# Spacy
[spacy](https://spacy.io)

In [2]:
# Spacy 
import numpy as np
import pyarrow as pa
import spacy
import vaex
from spacy.cli import download
from spacy.language import Language
from goldilox import Pipeline

def download_nlp(lang='en_core_web_sm'):
    try:
        nlp = spacy.load(lang)
        return True
    except:
        download(lang)
    return False

download_nlp()

True

In [13]:
# Build a spacy entities pipeline
@Language.component("ents")
def ents(doc):
    return doc.ents

nlp_entitie = spacy.load('en_core_web_sm')
nlp_entitie.add_pipe('ents', name='ents', last=True)

texts = [
    "Net income was $9.4 million compared to the prior year of $2.7 million. Apple is doing very well",
    "IBM had their revenue exceeded twelve billion dollars, with a loss of $1b.",
]

df = vaex.from_arrays(text=texts)

@vaex.register_function()
def get_entities(ar, label='ORG'):    
    if not isinstance(ar, list):
        ar = ar.tolist()
    docs = [nlp_entitie(doc) for doc in ar]
    entities = [[str(ent.text) for ent in doc if ent.label_ == label] for doc in docs]
    return pa.array(entities)
df.add_function('get_entities', get_entities)

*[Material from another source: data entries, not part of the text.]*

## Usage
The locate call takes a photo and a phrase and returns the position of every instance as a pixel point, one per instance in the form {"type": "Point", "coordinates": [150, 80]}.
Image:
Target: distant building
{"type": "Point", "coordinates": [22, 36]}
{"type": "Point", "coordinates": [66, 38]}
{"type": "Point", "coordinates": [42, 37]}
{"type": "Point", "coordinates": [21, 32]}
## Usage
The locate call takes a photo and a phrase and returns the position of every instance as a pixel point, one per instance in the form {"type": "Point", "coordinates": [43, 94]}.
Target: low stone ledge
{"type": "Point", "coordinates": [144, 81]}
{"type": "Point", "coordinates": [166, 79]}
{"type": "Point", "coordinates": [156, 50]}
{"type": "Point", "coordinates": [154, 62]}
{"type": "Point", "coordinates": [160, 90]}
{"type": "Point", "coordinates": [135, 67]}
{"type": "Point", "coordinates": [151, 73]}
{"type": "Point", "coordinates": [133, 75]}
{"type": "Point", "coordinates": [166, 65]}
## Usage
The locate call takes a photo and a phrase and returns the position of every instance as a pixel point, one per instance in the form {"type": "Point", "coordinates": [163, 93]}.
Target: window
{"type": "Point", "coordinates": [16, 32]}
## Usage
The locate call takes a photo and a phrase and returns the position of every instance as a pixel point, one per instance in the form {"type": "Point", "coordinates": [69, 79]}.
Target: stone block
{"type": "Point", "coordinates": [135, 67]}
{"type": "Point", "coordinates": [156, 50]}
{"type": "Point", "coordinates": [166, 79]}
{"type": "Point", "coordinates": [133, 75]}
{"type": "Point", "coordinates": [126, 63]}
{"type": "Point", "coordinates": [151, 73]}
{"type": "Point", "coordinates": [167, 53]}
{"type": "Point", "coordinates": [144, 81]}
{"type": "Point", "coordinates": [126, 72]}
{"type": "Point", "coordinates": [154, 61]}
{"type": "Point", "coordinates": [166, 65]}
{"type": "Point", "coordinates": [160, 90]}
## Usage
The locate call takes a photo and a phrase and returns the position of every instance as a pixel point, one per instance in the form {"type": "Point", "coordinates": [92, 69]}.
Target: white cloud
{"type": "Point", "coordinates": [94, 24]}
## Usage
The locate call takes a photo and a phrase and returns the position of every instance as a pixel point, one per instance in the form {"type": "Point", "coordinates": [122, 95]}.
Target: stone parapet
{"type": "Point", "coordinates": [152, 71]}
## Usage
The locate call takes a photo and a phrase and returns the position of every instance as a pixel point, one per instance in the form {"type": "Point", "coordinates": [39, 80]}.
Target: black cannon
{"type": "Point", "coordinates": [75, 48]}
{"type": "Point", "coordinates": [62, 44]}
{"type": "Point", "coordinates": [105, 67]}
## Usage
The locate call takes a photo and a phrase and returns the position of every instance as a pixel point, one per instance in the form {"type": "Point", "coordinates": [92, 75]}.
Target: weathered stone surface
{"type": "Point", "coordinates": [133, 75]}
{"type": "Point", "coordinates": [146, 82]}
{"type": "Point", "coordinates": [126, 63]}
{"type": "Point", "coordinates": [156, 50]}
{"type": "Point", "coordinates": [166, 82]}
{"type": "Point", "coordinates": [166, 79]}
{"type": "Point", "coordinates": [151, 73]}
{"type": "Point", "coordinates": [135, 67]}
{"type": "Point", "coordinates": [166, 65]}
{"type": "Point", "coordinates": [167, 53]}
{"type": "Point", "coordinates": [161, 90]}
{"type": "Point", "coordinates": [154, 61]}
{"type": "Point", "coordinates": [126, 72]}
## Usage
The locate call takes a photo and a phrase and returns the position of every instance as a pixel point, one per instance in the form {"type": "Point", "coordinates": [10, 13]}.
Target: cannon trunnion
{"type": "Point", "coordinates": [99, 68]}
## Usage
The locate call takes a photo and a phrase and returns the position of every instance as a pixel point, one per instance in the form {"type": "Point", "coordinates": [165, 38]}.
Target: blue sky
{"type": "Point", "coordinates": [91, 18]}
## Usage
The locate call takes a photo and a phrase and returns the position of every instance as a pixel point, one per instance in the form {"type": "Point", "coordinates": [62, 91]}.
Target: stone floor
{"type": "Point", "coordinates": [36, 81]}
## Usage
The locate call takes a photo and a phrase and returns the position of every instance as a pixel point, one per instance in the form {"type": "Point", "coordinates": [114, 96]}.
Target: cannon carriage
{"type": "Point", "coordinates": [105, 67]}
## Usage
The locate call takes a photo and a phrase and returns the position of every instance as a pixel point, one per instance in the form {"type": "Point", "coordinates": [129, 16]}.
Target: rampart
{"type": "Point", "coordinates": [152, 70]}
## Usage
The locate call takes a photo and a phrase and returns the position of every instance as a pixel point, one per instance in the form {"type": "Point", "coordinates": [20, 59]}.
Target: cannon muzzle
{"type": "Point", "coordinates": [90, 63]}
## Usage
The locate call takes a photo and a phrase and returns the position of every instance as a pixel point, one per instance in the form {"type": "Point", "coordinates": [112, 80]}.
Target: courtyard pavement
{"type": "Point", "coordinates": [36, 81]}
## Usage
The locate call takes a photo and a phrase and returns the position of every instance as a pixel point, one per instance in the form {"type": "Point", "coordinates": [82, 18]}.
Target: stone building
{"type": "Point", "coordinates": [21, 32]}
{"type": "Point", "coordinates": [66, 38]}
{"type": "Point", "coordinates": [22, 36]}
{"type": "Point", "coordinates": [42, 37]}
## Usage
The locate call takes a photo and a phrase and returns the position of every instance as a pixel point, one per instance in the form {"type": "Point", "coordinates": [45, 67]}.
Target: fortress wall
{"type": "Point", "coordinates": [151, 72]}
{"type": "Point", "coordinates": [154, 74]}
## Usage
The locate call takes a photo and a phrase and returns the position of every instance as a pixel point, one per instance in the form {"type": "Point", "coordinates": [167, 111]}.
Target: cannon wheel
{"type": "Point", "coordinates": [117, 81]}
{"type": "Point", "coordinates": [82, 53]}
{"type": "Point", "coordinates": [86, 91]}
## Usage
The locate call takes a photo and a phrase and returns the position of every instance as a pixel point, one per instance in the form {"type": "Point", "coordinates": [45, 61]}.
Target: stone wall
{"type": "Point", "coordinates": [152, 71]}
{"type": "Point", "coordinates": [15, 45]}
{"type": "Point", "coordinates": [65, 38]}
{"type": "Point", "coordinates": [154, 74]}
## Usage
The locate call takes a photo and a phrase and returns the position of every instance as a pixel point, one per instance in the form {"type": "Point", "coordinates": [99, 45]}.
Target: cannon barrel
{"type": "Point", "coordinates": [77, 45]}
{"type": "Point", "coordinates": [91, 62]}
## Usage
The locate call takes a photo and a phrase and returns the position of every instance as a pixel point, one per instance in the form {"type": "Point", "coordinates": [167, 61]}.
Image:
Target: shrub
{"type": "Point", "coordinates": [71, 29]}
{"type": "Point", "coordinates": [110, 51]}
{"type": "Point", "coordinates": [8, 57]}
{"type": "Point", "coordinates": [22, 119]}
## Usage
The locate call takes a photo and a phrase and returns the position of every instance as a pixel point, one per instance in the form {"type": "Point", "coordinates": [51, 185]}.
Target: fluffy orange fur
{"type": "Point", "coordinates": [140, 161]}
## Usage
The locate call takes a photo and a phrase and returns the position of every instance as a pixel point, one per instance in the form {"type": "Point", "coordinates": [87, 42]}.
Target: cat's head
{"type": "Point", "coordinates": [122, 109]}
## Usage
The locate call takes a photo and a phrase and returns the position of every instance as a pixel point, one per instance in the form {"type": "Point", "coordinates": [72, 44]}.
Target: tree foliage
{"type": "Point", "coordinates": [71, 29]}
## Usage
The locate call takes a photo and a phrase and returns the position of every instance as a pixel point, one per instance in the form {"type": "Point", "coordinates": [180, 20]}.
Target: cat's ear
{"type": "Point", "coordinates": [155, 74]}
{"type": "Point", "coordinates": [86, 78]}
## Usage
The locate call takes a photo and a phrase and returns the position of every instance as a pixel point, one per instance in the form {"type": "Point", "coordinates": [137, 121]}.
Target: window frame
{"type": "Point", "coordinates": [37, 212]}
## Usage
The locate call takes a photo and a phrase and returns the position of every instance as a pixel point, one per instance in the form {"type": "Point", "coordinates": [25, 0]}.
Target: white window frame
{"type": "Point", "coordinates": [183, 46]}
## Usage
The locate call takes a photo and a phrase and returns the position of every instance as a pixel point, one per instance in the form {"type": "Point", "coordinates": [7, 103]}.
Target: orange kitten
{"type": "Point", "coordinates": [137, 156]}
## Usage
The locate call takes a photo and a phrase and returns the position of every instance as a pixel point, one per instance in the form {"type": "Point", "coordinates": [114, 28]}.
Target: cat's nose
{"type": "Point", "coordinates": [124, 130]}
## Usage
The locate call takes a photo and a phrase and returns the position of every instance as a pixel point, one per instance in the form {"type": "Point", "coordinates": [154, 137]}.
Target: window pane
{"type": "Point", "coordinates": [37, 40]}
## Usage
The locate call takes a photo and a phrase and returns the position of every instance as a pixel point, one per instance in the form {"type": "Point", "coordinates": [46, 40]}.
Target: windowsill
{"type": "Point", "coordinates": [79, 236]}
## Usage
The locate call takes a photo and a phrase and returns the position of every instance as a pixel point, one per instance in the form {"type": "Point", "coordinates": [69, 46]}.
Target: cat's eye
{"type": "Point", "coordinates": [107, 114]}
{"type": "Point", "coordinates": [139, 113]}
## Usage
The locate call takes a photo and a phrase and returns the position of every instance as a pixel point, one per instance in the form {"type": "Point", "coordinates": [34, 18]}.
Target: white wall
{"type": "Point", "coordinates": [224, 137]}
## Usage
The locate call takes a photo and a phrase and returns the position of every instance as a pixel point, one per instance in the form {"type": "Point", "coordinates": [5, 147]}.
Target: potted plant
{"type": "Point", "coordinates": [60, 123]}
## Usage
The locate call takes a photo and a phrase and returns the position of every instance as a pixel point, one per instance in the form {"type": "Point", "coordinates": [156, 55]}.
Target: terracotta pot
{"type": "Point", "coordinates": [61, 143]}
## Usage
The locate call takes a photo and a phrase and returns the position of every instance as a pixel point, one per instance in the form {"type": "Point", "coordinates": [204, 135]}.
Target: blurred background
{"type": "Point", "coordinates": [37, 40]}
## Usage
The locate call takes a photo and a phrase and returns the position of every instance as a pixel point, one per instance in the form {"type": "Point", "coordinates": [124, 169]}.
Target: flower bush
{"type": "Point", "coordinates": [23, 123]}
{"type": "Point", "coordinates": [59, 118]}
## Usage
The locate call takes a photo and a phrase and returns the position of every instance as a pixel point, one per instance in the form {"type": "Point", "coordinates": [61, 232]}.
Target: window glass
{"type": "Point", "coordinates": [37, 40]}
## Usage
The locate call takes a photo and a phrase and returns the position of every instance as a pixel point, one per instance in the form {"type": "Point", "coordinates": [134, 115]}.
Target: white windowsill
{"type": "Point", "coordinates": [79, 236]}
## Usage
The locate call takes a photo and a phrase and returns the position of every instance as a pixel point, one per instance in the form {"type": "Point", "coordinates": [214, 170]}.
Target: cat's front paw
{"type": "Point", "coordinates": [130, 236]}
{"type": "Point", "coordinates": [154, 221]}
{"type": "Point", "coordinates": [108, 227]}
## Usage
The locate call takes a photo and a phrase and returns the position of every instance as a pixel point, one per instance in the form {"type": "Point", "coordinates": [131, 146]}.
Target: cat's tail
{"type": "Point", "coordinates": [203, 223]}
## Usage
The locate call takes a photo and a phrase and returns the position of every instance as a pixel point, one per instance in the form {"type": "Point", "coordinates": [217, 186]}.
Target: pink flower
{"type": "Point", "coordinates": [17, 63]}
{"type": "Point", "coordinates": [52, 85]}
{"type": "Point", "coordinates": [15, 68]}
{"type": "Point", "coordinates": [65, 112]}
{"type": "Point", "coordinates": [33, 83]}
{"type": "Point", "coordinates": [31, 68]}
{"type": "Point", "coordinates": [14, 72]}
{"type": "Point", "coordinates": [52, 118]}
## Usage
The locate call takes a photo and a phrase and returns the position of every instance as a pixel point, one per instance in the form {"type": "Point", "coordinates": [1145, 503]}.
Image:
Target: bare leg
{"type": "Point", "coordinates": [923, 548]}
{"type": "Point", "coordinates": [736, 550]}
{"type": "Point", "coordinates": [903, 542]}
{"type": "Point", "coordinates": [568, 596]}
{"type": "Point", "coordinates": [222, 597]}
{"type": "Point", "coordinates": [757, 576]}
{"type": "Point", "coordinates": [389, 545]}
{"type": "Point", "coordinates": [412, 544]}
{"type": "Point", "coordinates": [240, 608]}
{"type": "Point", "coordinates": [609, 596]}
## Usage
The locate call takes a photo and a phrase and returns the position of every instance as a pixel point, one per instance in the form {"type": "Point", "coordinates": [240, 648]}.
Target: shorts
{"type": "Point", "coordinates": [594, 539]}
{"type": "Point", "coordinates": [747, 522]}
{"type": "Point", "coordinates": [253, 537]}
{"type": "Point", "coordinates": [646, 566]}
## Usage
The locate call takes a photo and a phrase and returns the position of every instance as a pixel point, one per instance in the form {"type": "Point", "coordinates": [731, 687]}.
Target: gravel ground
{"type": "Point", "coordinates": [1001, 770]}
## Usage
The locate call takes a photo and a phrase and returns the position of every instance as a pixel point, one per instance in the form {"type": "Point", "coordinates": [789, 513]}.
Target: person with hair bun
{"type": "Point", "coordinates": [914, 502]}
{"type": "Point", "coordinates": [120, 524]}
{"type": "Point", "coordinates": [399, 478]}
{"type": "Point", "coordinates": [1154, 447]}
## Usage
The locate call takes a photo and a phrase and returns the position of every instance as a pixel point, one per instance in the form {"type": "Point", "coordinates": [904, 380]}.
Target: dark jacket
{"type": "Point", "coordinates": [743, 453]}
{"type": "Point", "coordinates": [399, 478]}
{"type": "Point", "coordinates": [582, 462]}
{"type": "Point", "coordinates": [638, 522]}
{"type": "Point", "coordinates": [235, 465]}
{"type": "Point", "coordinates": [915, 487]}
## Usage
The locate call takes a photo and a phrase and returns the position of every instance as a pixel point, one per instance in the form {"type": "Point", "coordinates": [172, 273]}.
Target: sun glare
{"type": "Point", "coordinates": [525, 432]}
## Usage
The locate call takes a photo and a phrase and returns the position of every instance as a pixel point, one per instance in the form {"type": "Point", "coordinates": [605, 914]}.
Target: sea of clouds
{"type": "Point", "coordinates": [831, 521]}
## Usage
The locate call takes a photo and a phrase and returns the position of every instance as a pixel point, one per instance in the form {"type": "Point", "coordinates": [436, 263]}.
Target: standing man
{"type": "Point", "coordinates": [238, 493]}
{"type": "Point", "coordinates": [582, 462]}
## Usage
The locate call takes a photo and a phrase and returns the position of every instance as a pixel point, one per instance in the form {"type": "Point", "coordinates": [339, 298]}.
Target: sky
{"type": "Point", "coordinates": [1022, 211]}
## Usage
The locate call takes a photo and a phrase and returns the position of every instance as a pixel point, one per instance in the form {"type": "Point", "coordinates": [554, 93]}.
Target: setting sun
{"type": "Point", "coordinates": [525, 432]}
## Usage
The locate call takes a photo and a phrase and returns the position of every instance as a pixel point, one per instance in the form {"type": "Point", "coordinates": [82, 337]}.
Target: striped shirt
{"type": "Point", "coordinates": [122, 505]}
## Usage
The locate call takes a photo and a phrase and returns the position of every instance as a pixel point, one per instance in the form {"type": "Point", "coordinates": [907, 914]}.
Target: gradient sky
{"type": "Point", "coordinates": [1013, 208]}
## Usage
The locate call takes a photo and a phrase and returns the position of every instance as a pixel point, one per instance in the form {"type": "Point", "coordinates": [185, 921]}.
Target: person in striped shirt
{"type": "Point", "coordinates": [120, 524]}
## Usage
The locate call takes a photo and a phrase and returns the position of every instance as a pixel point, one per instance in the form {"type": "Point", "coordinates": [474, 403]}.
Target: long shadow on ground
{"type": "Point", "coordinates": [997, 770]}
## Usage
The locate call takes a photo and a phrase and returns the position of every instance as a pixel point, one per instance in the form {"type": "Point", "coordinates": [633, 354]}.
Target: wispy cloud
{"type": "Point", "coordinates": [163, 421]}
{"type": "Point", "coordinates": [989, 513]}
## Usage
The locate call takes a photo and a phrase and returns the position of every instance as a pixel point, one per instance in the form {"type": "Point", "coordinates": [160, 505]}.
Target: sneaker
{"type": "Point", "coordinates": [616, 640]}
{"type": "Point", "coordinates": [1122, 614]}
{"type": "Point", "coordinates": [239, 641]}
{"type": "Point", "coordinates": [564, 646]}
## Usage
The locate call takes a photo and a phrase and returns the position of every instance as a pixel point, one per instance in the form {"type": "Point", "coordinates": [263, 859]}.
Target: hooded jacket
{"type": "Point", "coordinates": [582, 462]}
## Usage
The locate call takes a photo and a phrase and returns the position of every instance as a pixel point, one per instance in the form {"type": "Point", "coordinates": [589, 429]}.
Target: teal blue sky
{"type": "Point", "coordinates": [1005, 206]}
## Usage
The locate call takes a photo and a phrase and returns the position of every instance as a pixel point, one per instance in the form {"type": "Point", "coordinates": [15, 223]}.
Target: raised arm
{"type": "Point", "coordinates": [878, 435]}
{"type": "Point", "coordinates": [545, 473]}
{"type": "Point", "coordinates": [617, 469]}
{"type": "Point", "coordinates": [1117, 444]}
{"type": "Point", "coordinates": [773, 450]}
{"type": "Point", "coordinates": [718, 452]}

df.variables['ORG'] = 'ORG'
df.variables['MONEY'] = 'MONEY'

df['organisations'] = df.func.get_entities(df.text, 'ORG')
df['money'] = df.func.get_entities(df.text, 'MONEY')

pipeline = Pipeline.from_vaex(df)
pipeline.inference(pipeline.raw)



#,text,organisations,money
0,'Net income was $9.4 million compared to the pri...,['Apple'],"['$9.4 million', '$2.7 million']"